L-R: Damian Graham and Colin Tate. Photo: Simon Hoyle

Chief investment officer of the $175 billion Aware Super, Damian Graham, said the government may have significantly underestimated the capital needed to reach its 1.2 million new homes by 2029 target. The federal budget put forward a $11 billion boost to housing this week, but Graham said the real cost may be closer to “hundreds of billions”.  

The package was announced in addition to existing government commitments including the $10 billion Housing Australia Future Fund (HAFF) backed by Cbus, CareSuper, Hostplus, REST and IFM Investors.  

“Our numbers say it’s a lot more than $11 billion [to build 1.2 million homes],” Graham said at the Investment Magazine Fiduciary Investors Symposium. 

 “I mean, we’ve built 2000 [homes] for $2.3 billion. 

“It’s a very big number [needed to achieve the target]; hundreds of billions is our back-of-the-envelope [calculation]. 

“I think what’s happened with HAFF and those initiatives to drive funding for CHP [community housing providers] and additional affordable and social housing is positive, so they’re [the government] certainly trying.  

“I don’t know whether it’s going to be the crowding-in that they talk about. I was interested to see that they’ve affirmed the tax benefit to offshore investors, which I just think if they’re trying to attract domestic capital into this market, [that’s what] they should be focused on.” 

Since the beginning of 2024, the fund’s subsidiary Aware Real Estate (which has a residential portfolio that will grow to more than 1200 apartments in coming years) has already launched three housing developments in Sydney and Melbourne.  

The fund has had a built-to-rent strategy for several years now, and Graham said it is still an underdeveloped market. 

“Demographically, we thought that there was a likely outcome that we would see more renters than buyers over time. 
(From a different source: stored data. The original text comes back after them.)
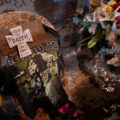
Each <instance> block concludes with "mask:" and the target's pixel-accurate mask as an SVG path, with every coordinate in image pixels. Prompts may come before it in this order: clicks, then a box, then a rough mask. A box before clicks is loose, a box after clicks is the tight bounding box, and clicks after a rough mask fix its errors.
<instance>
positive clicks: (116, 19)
mask: <svg viewBox="0 0 120 120" xmlns="http://www.w3.org/2000/svg"><path fill="white" fill-rule="evenodd" d="M115 19H116V21H117V24H120V16H118V17H116V18H115Z"/></svg>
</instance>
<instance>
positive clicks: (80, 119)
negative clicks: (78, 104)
mask: <svg viewBox="0 0 120 120" xmlns="http://www.w3.org/2000/svg"><path fill="white" fill-rule="evenodd" d="M76 120H84V119H83V118H82V117H80V118H77V119H76Z"/></svg>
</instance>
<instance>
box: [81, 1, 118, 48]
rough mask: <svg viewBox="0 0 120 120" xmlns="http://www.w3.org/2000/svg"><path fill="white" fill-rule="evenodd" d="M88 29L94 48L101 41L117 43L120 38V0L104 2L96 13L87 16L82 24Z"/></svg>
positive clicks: (101, 4) (83, 21)
mask: <svg viewBox="0 0 120 120" xmlns="http://www.w3.org/2000/svg"><path fill="white" fill-rule="evenodd" d="M80 24H81V25H82V26H84V27H85V28H87V29H88V31H89V33H90V34H91V40H90V41H89V42H88V47H89V48H92V47H94V46H95V45H96V44H97V43H98V42H99V41H100V40H108V41H116V40H118V38H119V36H120V0H102V1H101V4H100V6H99V7H97V8H96V9H95V11H94V12H92V13H90V14H87V15H86V16H85V17H84V19H83V21H82V22H81V23H80Z"/></svg>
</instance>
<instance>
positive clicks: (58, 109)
mask: <svg viewBox="0 0 120 120" xmlns="http://www.w3.org/2000/svg"><path fill="white" fill-rule="evenodd" d="M72 110H73V108H70V106H69V104H65V105H64V106H62V107H61V108H58V111H59V112H60V113H63V114H64V113H66V112H70V111H72Z"/></svg>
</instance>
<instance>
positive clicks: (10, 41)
mask: <svg viewBox="0 0 120 120" xmlns="http://www.w3.org/2000/svg"><path fill="white" fill-rule="evenodd" d="M10 32H11V33H12V35H7V36H6V39H7V42H8V45H9V47H10V48H13V47H15V46H17V47H18V51H19V55H20V58H24V57H27V56H29V55H31V54H32V52H31V50H30V48H29V46H28V44H27V42H32V41H33V38H32V35H31V33H30V30H29V29H27V30H25V31H24V32H22V27H21V26H17V27H15V28H11V29H10Z"/></svg>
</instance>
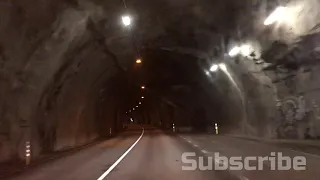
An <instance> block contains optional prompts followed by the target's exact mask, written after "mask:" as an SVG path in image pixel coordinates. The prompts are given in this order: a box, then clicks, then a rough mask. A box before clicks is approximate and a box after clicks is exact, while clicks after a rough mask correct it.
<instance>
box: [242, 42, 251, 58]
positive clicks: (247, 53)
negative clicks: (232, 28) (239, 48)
mask: <svg viewBox="0 0 320 180" xmlns="http://www.w3.org/2000/svg"><path fill="white" fill-rule="evenodd" d="M240 51H241V54H242V55H243V56H249V55H250V51H251V46H250V45H248V44H244V45H242V46H241V47H240Z"/></svg>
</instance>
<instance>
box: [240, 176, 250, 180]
mask: <svg viewBox="0 0 320 180" xmlns="http://www.w3.org/2000/svg"><path fill="white" fill-rule="evenodd" d="M240 179H241V180H249V179H248V178H247V177H244V176H240Z"/></svg>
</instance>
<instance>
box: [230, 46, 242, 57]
mask: <svg viewBox="0 0 320 180" xmlns="http://www.w3.org/2000/svg"><path fill="white" fill-rule="evenodd" d="M239 53H240V47H239V46H236V47H234V48H232V49H231V50H230V51H229V53H228V54H229V56H231V57H234V56H236V55H238V54H239Z"/></svg>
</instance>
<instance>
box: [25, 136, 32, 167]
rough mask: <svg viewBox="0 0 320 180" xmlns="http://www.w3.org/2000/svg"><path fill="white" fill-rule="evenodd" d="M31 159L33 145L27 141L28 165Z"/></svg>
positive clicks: (26, 160)
mask: <svg viewBox="0 0 320 180" xmlns="http://www.w3.org/2000/svg"><path fill="white" fill-rule="evenodd" d="M30 161H31V145H30V141H26V165H29V164H30Z"/></svg>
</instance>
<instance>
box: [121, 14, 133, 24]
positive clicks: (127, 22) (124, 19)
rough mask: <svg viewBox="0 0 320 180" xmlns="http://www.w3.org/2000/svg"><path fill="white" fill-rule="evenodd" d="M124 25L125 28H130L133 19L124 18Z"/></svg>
mask: <svg viewBox="0 0 320 180" xmlns="http://www.w3.org/2000/svg"><path fill="white" fill-rule="evenodd" d="M122 23H123V24H124V26H129V25H130V24H131V17H130V16H122Z"/></svg>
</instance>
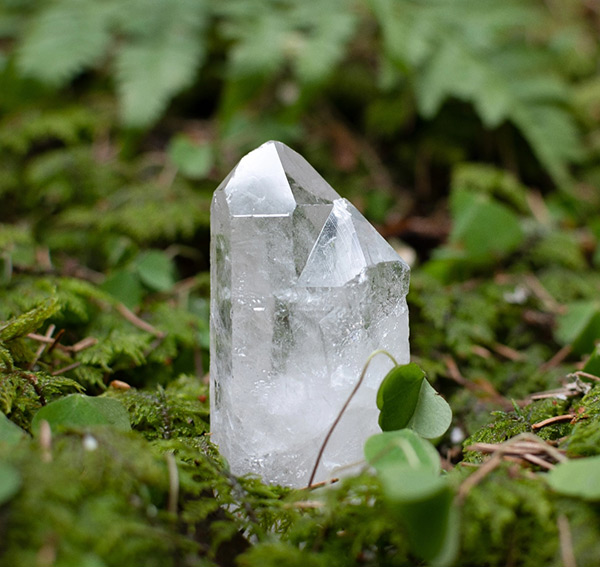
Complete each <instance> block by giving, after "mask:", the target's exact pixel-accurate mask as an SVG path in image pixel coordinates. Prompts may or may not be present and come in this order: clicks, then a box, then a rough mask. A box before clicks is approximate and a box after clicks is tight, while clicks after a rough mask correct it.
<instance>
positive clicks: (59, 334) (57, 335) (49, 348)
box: [48, 329, 65, 354]
mask: <svg viewBox="0 0 600 567" xmlns="http://www.w3.org/2000/svg"><path fill="white" fill-rule="evenodd" d="M64 334H65V330H64V329H61V330H60V331H58V333H56V337H54V341H53V342H52V344H51V345H50V348H49V349H48V354H50V353H51V352H52V351H53V350H54V349H55V348H56V347H57V346H58V341H60V339H61V338H62V336H63V335H64Z"/></svg>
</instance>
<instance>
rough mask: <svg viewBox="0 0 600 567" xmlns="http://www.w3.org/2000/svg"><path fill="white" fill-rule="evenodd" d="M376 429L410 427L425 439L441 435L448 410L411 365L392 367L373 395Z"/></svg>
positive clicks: (436, 436)
mask: <svg viewBox="0 0 600 567" xmlns="http://www.w3.org/2000/svg"><path fill="white" fill-rule="evenodd" d="M377 407H378V408H379V410H380V412H381V413H380V414H379V426H380V427H381V429H383V430H384V431H395V430H398V429H404V428H410V429H413V430H414V431H416V432H417V433H418V434H419V435H421V436H422V437H425V438H426V439H434V438H435V437H440V436H441V435H443V434H444V433H445V432H446V430H447V429H448V427H450V423H451V421H452V410H451V409H450V406H449V405H448V403H447V402H446V400H444V398H442V397H441V396H440V395H439V394H438V393H437V392H436V391H435V389H434V388H433V387H432V386H431V384H429V382H428V381H427V380H426V378H425V373H424V372H423V370H422V369H421V368H419V366H418V365H416V364H415V363H410V364H405V365H402V366H395V367H394V368H392V370H390V372H389V373H388V374H387V376H386V377H385V378H384V379H383V382H382V383H381V386H380V387H379V391H378V393H377Z"/></svg>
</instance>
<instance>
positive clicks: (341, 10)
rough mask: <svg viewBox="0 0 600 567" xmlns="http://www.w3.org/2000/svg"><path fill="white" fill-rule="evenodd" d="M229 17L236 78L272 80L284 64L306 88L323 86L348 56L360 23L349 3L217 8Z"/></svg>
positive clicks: (224, 5) (276, 4) (228, 32)
mask: <svg viewBox="0 0 600 567" xmlns="http://www.w3.org/2000/svg"><path fill="white" fill-rule="evenodd" d="M217 10H218V13H219V14H221V15H223V16H226V17H227V19H226V23H225V24H224V25H223V29H224V34H225V35H226V36H227V37H229V38H231V39H233V40H234V41H235V45H234V47H233V48H232V50H231V56H230V71H231V74H232V77H248V76H252V75H259V76H268V77H271V76H273V75H275V74H276V73H277V72H279V71H280V70H281V69H282V68H283V67H284V66H285V65H286V64H289V65H290V66H291V67H292V68H293V70H294V71H295V75H296V76H297V77H298V79H300V81H301V82H304V83H316V82H319V81H323V80H324V79H326V78H327V77H329V76H330V75H331V73H332V72H333V70H334V69H335V67H336V66H337V65H338V64H339V63H340V61H341V59H342V58H343V56H344V54H345V53H346V49H347V44H348V41H349V40H350V39H351V38H352V36H353V35H354V33H355V31H356V27H357V24H358V19H357V17H356V15H355V14H354V13H353V12H352V11H351V10H350V3H349V2H348V1H347V0H334V1H330V2H326V3H323V4H322V5H320V6H319V9H318V10H317V9H315V7H314V6H313V5H311V4H307V3H306V2H302V1H298V0H287V1H285V2H278V1H276V0H261V1H260V2H256V3H255V4H254V6H253V8H252V10H249V9H248V4H247V2H245V1H244V0H235V1H233V2H228V3H227V4H224V5H222V6H219V7H218V9H217Z"/></svg>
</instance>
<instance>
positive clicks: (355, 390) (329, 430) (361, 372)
mask: <svg viewBox="0 0 600 567" xmlns="http://www.w3.org/2000/svg"><path fill="white" fill-rule="evenodd" d="M378 354H385V355H386V356H387V357H388V358H390V359H391V360H392V362H393V363H394V366H398V363H397V362H396V359H395V358H394V357H393V356H392V355H391V354H390V353H389V352H387V351H386V350H376V351H375V352H372V353H371V354H370V355H369V358H367V361H366V362H365V365H364V366H363V369H362V372H361V373H360V378H359V379H358V382H357V383H356V386H354V389H353V390H352V392H351V393H350V395H349V396H348V399H347V400H346V403H345V404H344V405H343V406H342V409H341V410H340V413H339V414H338V416H337V417H336V418H335V421H334V422H333V424H332V425H331V427H330V428H329V431H328V432H327V435H326V436H325V439H324V440H323V444H322V445H321V449H320V450H319V454H318V455H317V461H316V462H315V466H314V468H313V470H312V474H311V475H310V479H309V481H308V488H309V487H311V486H312V483H313V481H314V479H315V476H316V474H317V469H318V468H319V464H320V463H321V459H322V458H323V453H324V452H325V448H326V447H327V443H329V439H330V438H331V436H332V435H333V432H334V431H335V428H336V427H337V425H338V423H339V422H340V420H341V419H342V416H343V415H344V412H345V411H346V409H347V408H348V406H349V405H350V402H351V401H352V398H353V397H354V395H355V394H356V392H358V389H359V388H360V385H361V384H362V383H363V380H364V379H365V376H366V375H367V370H368V369H369V364H371V361H372V360H373V359H374V358H375V357H376V356H377V355H378Z"/></svg>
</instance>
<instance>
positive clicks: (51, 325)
mask: <svg viewBox="0 0 600 567" xmlns="http://www.w3.org/2000/svg"><path fill="white" fill-rule="evenodd" d="M54 329H56V327H55V326H54V325H50V326H49V327H48V329H47V330H46V334H45V335H44V337H45V338H46V339H50V338H51V337H52V333H54ZM52 342H54V341H52ZM46 344H47V343H46V342H43V343H40V346H39V347H38V349H37V350H36V351H35V356H34V357H33V360H32V361H31V362H30V363H29V366H28V370H33V369H34V368H35V365H36V364H37V362H38V360H39V359H40V356H42V354H44V350H46Z"/></svg>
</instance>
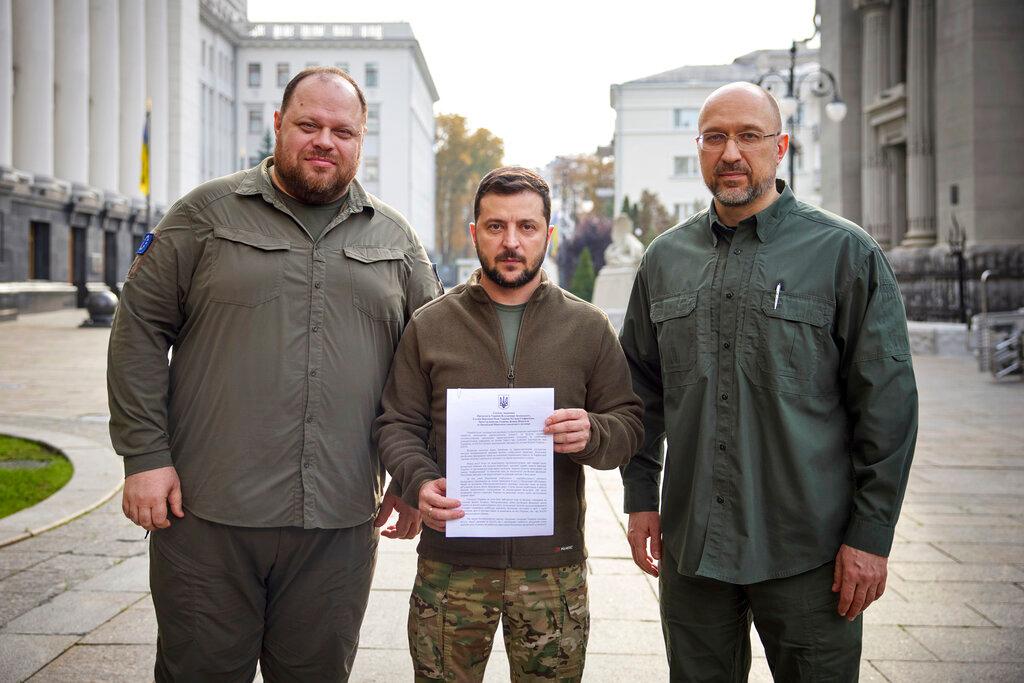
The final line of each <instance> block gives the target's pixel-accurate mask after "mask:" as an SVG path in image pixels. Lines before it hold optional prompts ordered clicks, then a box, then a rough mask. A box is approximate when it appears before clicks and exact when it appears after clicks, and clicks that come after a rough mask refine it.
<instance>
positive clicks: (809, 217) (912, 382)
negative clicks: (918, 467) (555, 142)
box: [622, 182, 918, 584]
mask: <svg viewBox="0 0 1024 683" xmlns="http://www.w3.org/2000/svg"><path fill="white" fill-rule="evenodd" d="M778 187H779V190H780V191H781V193H782V196H781V197H780V198H779V199H778V200H777V201H776V202H774V203H773V204H772V205H771V206H770V207H768V208H767V209H765V210H764V211H762V212H760V213H759V214H757V216H756V217H755V220H754V222H753V223H752V224H751V225H750V227H746V226H745V225H744V226H743V227H741V228H740V229H738V230H736V233H735V234H734V236H733V238H732V240H731V243H730V242H727V241H726V240H720V239H718V237H717V236H716V231H715V230H714V229H713V223H714V222H715V221H716V216H715V215H714V210H713V209H712V211H703V212H701V213H699V214H697V215H696V216H694V217H693V218H691V219H689V220H688V221H686V222H685V223H683V224H681V225H679V226H676V227H674V228H672V229H670V230H668V231H666V232H665V233H664V234H662V236H660V237H658V238H657V239H656V240H655V241H654V242H652V243H651V245H650V247H649V248H648V249H647V252H646V254H645V255H644V257H643V260H642V261H641V263H640V267H639V270H638V272H637V278H636V282H635V284H634V288H633V292H632V295H631V298H630V303H629V307H628V309H627V312H626V317H625V322H624V324H623V331H622V344H623V349H624V351H625V352H626V357H627V359H628V360H629V362H630V368H631V371H632V374H633V382H634V390H635V391H636V392H637V394H638V395H640V397H641V398H642V399H643V401H644V404H645V415H644V428H645V434H646V435H645V441H644V445H643V446H642V447H641V450H640V452H639V453H638V454H637V455H636V456H635V457H634V458H633V460H632V461H631V462H630V463H629V464H628V465H627V466H626V467H625V469H624V473H623V479H624V483H625V495H626V511H627V512H638V511H648V510H657V509H658V483H659V479H660V478H662V474H663V456H662V454H663V442H664V441H665V440H666V439H667V440H668V449H667V461H666V462H665V463H664V481H662V492H660V504H662V510H660V512H662V527H663V541H664V543H665V545H666V547H668V548H669V549H670V550H671V552H672V554H673V556H674V557H677V558H679V567H678V568H679V570H680V571H681V572H682V573H684V574H688V575H701V577H709V578H713V579H717V580H721V581H726V582H730V583H735V584H751V583H755V582H760V581H764V580H768V579H775V578H781V577H788V575H793V574H797V573H800V572H803V571H806V570H809V569H812V568H814V567H817V566H820V565H821V564H823V563H825V562H827V561H829V560H831V559H834V558H835V556H836V553H837V552H838V550H839V546H840V544H844V543H845V544H848V545H850V546H852V547H854V548H858V549H861V550H865V551H868V552H871V553H874V554H879V555H888V553H889V550H890V547H891V545H892V539H893V530H894V527H895V525H896V519H897V517H898V515H899V509H900V505H901V502H902V498H903V492H904V489H905V487H906V480H907V475H908V472H909V468H910V461H911V458H912V456H913V446H914V441H915V439H916V433H918V395H916V387H915V384H914V378H913V370H912V367H911V364H910V352H909V343H908V339H907V331H906V318H905V313H904V308H903V301H902V298H901V297H900V292H899V288H898V287H897V285H896V280H895V278H894V275H893V272H892V269H891V268H890V266H889V263H888V261H887V260H886V258H885V255H884V254H883V252H882V249H881V248H880V247H879V246H878V244H876V243H874V241H873V240H871V239H870V237H868V234H867V233H866V232H864V231H863V230H862V229H861V228H859V227H857V226H856V225H854V224H853V223H851V222H849V221H847V220H844V219H842V218H840V217H838V216H835V215H833V214H829V213H827V212H825V211H822V210H820V209H817V208H815V207H812V206H809V205H807V204H804V203H802V202H798V201H797V200H796V199H795V198H794V196H793V193H792V191H791V190H790V189H788V187H785V186H784V184H783V183H781V182H779V185H778Z"/></svg>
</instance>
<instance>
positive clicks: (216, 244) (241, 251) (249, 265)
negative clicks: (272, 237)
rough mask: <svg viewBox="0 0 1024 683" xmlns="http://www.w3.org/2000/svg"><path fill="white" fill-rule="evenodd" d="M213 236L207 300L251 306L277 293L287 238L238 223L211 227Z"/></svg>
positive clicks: (284, 258) (238, 304)
mask: <svg viewBox="0 0 1024 683" xmlns="http://www.w3.org/2000/svg"><path fill="white" fill-rule="evenodd" d="M213 236H214V247H215V249H216V253H215V255H214V266H213V268H211V274H210V280H209V283H208V287H209V290H210V300H211V301H216V302H218V303H229V304H234V305H237V306H250V307H252V306H258V305H260V304H263V303H266V302H267V301H271V300H273V299H276V298H278V297H279V296H281V287H282V283H283V282H284V276H285V260H286V257H287V254H288V252H289V251H290V250H291V245H290V244H289V243H288V242H286V241H285V240H279V239H275V238H271V237H269V236H266V234H263V233H262V232H254V231H252V230H244V229H242V228H238V227H214V228H213Z"/></svg>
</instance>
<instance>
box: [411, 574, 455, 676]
mask: <svg viewBox="0 0 1024 683" xmlns="http://www.w3.org/2000/svg"><path fill="white" fill-rule="evenodd" d="M439 564H440V563H436V562H431V561H429V560H424V559H423V558H420V560H419V563H418V566H417V571H416V583H415V584H414V585H413V595H412V596H411V597H410V599H409V650H410V654H411V655H412V656H413V669H414V672H415V674H416V676H417V677H421V676H422V677H426V678H430V679H438V680H439V679H443V678H444V607H445V605H446V603H447V581H449V577H447V575H444V577H440V575H436V577H434V575H432V574H436V573H438V572H437V571H431V567H433V566H435V565H439ZM425 574H426V575H430V578H431V579H433V580H434V583H437V584H441V586H434V585H433V583H431V582H430V581H428V580H427V579H425Z"/></svg>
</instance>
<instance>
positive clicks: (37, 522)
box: [0, 423, 124, 548]
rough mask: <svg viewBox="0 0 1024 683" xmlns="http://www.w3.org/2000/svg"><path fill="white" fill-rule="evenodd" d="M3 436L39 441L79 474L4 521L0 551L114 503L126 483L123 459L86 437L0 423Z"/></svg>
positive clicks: (107, 447)
mask: <svg viewBox="0 0 1024 683" xmlns="http://www.w3.org/2000/svg"><path fill="white" fill-rule="evenodd" d="M0 433H3V434H9V435H10V436H16V437H17V438H24V439H28V440H30V441H38V442H40V443H43V444H45V445H47V446H49V447H50V449H53V450H54V451H58V452H59V453H61V454H62V455H63V456H65V457H66V458H68V460H70V461H71V464H72V466H73V467H74V468H75V473H74V474H73V475H72V477H71V480H70V481H69V482H68V483H67V484H65V485H63V487H62V488H60V489H59V490H57V492H56V493H54V494H53V495H52V496H50V497H49V498H46V499H44V500H42V501H40V502H39V503H37V504H36V505H34V506H32V507H31V508H26V509H25V510H19V511H18V512H15V513H14V514H12V515H10V516H9V517H3V518H0V548H3V547H4V546H9V545H11V544H14V543H17V542H19V541H25V540H26V539H31V538H33V537H36V536H39V535H40V533H43V532H44V531H48V530H50V529H52V528H55V527H57V526H60V525H62V524H67V523H68V522H70V521H72V520H73V519H76V518H78V517H81V516H82V515H84V514H85V513H87V512H91V511H92V510H95V509H96V508H98V507H99V506H100V505H102V504H103V503H105V502H108V501H109V500H111V499H112V498H113V497H114V496H115V495H116V494H117V493H118V490H120V489H121V486H122V484H123V483H124V469H123V465H122V463H121V458H119V457H118V455H117V454H116V453H114V450H113V449H111V447H110V446H109V445H105V444H103V443H99V442H97V441H93V440H91V439H88V438H85V437H83V436H77V435H74V434H65V433H62V432H56V431H52V430H48V429H33V428H31V427H18V426H15V425H11V424H4V423H0Z"/></svg>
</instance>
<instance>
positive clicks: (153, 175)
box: [145, 0, 171, 204]
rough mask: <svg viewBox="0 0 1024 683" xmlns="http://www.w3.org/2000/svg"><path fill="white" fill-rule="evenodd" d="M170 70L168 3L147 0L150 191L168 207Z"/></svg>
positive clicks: (146, 12)
mask: <svg viewBox="0 0 1024 683" xmlns="http://www.w3.org/2000/svg"><path fill="white" fill-rule="evenodd" d="M169 78H170V74H169V72H168V68H167V2H166V1H165V0H145V92H146V97H147V98H148V99H152V100H153V117H152V118H151V121H150V187H151V190H150V191H151V194H152V196H153V201H154V203H155V204H166V203H167V175H168V162H169V161H170V154H169V150H168V147H169V143H170V125H169V117H170V113H171V102H170V89H169V84H168V79H169Z"/></svg>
“[Establishing Aware Real Estate] is us trying to own more of the value chain to get a reasonable return out of it. Because again, it’s not high running yield assets. You need to be able to embed more of the value chain in your portfolio to generate a decent return.  

“We have a return hurdle of CPI plus five [per cent] in our property, and we always use that as a starting point to try and ensure we can get risk-adjusted returns for members.” 

Getting out in time

With the benefit of hindsight, many asset owners would have followed Aware’s footsteps in significantly selling down commercial real estate before the sector really started to hurt performance. The fund managed to ditch $3.2 billion in office and retail assets in the past eight years, according to the AFR. 

For offices in particular, Graham said the fund has sold its investments in the US, but it still holds some Australian assets. 

“I just think it’s a really bifurcated market,” he said. 

“We couldn’t find property in UK – that was hard to find in London. But I think if you’ve got less than premium and less than A-grade property, I think you’re going to struggle a bit, particularly in the US, it’s my sense.” 

Executives and senior investment professionals heard earlier in the symposium that funds have grown weary about the political agenda around superannuation ahead of the election, and a major part of it is how retirement savings can be used to promote more affordable housing.  

As the Coalition pushes for a policy that will allow Australians to withdraw up to $100,000 or $150,000 of their super to pay for their first home, industry super body Super Members Council has shown via modelling that the measure will push up house prices and put a hole in the federal budget. 

Graham echoed the sentiment around property prices and said Aware believes keeping the savings in super is more advantageous from a “wealth appreciation” perspective.  

“When we had the COVID access payments, … the external analysis suggests that there was a lot of money drawn out of super that didn’t necessarily go to cost-of-living support. It went to consumption,” he said. 

“So we need to be cautious around whether it’s all used for the best purposes and for value adding for members in their retirement.” 

In other asset classes, Aware Super also has venture capital allocation and owns stakes in Australian tech darling Canva via investment manager Blackbird. The super fund was returned some capital last year as Blackbird sold down its shares, but Graham said Aware still holds most of its investments in Canva.  

“Value for money has been good,” Graham said of the investment. Although he conceded that the fund has become too large to consider smaller opportunities. 

“Occasionally, you do get a very small investment idea come to you, and it’s $3 million, $5 million, $10 million or even $20 million, and the governance to own that, in a direct fashion particularly, is just not time well spent,” he said. 

“[Canva] went from very small investment to our biggest investment at a point in time, that’s been a fantastic outcome, but pretty unusual in the scheme of things.”